Azure/Intune newbie here.
We are planning to implement Intune in our org, and I have a question regarding user device log-in to Windows devices if Azure AD is Okta federated. From the log-in/lock screen, do users use their Okta credentials to log in to their devices instantly without taking them to the company okta portal?
We are an Okta shop and wanted to use a single set of credentials for device logins and Okta SSO.
This is not yet implemented, so I am unsure how the device log in works.
If your organization is planning to use Intune for managing Windows devices and you have federated your Azure Active Directory tenant with Okta, it is possible to allow users to sign in to their Windows devices using their Okta credentials.
When users sign in to their Windows device, they will be presented with the Windows sign-in screen, which will prompt them to enter their credentials. If your organization has configured Windows Hello for Business or multi-factor authentication, users will be prompted to provide additional verification.
If you have set up federation between Azure AD and Okta using the Security Assertion Markup Language (SAML) protocol, the Okta sign-in page will not be shown to the user during the Windows sign-in process. Instead, the user's credentials will be validated by Okta behind the scenes, and the user will be signed in to their device directly. Which of course will take more effort to implement SAML (As I have experienced)
To enable this sign-in experience, you need to configure the Windows 10 device to use Azure AD for authentication. You can do this by joining the Windows device to Azure AD during the device setup process or by using the Azure AD join feature to join the device to Azure AD.
Once the device is joined to Azure AD, you can then deploy Intune policies to the device to manage its settings and applications.

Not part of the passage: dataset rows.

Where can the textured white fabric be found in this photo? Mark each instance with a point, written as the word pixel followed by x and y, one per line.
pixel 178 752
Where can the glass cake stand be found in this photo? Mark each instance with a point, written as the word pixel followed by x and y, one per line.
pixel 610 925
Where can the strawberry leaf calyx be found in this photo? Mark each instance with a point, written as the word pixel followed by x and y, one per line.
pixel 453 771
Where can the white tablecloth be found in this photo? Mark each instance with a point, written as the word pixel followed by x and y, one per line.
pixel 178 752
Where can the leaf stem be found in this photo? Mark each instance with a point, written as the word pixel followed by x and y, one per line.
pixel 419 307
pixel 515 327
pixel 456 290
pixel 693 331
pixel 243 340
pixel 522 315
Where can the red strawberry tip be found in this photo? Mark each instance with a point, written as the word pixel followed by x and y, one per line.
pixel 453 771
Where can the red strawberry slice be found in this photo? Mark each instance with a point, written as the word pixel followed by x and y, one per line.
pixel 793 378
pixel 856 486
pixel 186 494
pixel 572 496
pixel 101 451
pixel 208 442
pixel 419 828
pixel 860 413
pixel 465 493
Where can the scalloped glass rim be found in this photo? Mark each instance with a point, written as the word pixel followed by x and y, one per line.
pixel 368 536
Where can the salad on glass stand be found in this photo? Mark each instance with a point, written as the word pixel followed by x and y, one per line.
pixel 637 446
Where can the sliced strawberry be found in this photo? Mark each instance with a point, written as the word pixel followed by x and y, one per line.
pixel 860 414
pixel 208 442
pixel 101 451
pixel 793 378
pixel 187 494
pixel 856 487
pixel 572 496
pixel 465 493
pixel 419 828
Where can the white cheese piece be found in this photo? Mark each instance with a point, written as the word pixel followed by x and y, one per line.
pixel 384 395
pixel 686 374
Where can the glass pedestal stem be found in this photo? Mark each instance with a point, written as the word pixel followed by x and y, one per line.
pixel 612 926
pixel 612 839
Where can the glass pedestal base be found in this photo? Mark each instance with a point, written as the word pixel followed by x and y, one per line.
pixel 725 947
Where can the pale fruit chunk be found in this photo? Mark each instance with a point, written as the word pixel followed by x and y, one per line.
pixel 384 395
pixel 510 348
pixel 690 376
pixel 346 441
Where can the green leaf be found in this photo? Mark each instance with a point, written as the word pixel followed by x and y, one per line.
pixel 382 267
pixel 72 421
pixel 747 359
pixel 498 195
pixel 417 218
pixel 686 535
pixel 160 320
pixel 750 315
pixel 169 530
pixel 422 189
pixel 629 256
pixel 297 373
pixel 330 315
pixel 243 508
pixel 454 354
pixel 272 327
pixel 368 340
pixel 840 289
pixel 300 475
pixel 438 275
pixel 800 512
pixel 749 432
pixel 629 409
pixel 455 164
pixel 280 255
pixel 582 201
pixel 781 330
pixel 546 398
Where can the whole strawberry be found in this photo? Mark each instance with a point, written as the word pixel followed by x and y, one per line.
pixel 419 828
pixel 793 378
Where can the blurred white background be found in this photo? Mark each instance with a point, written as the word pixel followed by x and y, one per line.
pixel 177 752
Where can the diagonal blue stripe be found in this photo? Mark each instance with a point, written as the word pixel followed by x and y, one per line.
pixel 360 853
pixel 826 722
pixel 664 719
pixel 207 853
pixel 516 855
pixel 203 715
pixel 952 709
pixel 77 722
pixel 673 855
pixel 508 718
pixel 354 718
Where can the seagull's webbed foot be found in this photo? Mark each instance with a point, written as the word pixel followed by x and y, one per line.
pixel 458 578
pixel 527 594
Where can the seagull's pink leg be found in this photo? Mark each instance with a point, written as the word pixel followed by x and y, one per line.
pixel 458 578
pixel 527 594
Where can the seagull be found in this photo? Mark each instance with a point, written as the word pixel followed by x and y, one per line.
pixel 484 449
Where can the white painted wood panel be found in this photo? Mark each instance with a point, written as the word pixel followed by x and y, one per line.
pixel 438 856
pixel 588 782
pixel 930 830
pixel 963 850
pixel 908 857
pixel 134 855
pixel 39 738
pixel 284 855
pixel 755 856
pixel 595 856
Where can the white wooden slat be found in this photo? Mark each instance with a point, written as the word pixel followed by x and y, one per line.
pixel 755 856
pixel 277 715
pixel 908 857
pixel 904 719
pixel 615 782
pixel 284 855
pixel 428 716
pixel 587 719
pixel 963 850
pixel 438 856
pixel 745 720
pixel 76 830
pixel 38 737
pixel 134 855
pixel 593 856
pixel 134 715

Additionally, you can also use Azure AD Conditional Access policies to control access to company resources based on factors such as the user's location, device compliance status, and authentication context.
Keep in mind that to use this sign-in experience, your users will need to have their Okta credentials synchronized to Azure AD using Azure AD Connect or another supported method. Additionally, you may need to configure the Azure AD and Okta federation settings to ensure that the authentication flow works correctly.